There was no evidence he attended the meeting. He said the reference was a "red herring" authorities were "supposed to follow", but not "eat the damn thing".

"The purpose was to add apparent credibility to his otherwise not very plausible narrative that he had received international support for his planned attack and, consequently, prompt unnecessary official inquiry," the commission found, describing it as an "elaborate trolling exercise".

Christchurch mosque gunman Brenton Tarrant is seen during his sentencing hearing at Christchurch High Court

The reconnaissance

On January 8, 2019, he drove to Christchurch via Ashburton.

He emailed himself at 4.06pm to note an address on the other side of the road from the Ashburton Masjid.

Later that afternoon he conducted surveillance of the Masji An-Nur (Al Noor Mosque) in Deans Avenue, Christchurch, including flying a drone over the building.

He intended to start preparations at the Belgotex building behind the mosque, but he went somewhere else because there was activity in the car park there.

He also drove past the Linwood Islamic Centre.

He visited the Dunedin Islamic Centre on January 11. He said it was his only visit, and he decided against attacking that mosque.

On January 30, 2019, he made his last planning document, which ended: "15th march is go do rain or shine (sic)."
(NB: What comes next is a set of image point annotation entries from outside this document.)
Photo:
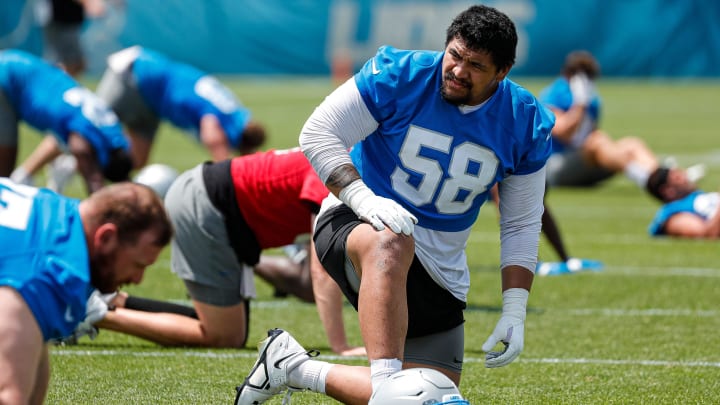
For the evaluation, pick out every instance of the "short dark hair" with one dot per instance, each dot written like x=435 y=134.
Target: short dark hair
x=581 y=62
x=484 y=28
x=656 y=180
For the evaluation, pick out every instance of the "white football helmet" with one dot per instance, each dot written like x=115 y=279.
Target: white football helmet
x=158 y=177
x=422 y=386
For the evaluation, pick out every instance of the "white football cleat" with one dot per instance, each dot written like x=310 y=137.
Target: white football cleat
x=280 y=353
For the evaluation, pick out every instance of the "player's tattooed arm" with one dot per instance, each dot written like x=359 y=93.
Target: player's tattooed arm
x=341 y=177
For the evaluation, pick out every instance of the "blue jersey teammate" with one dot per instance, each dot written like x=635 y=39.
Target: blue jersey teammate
x=431 y=133
x=48 y=99
x=144 y=86
x=55 y=251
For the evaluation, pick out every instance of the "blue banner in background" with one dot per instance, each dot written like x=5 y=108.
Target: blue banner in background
x=641 y=38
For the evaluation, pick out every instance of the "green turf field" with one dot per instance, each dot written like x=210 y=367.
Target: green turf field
x=643 y=330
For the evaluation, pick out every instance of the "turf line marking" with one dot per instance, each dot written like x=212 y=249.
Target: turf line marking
x=244 y=355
In the days and weeks leading up to attack, he installed apps on his phone including GoPro, Skype and Twitter.

He also obtained walk-through footage of the Masjid An-Nur from Facebook.

He created an album on Facebook called "Open in case of Saracens" on March 13, 2019, which contained 155 images, including a digitally altered image of Masjid An-Nur in flames, and two videos in which extreme right-wing views were expressed and violence was advocated.

He uploaded his manifesto to a file hosting site at 7.20pm on March 14, 2019. There was no public access to the site until he shared the link.

On the night of March 14, 2019, he spoke to his mother by phone for 28 minutes and to his sister for an hour and 16 minutes.

His mother told Australian police he seemed relaxed and happy and made a point of telling her that he loved her, which was out of character.

At 6.26am on the day of attack, he posted a tweet containing links to the file sharing sites where his manifesto could be found. He had no followers at the time.

The Australian white supremacist sent a text to his family at 1.31pm, telling them how to deal with police and the barrage of media coverage they would soon endure.

About 10 minutes later, he began his assault on Muslim targets in Christchurch, fatally shooting 51 people and injuring dozens of others.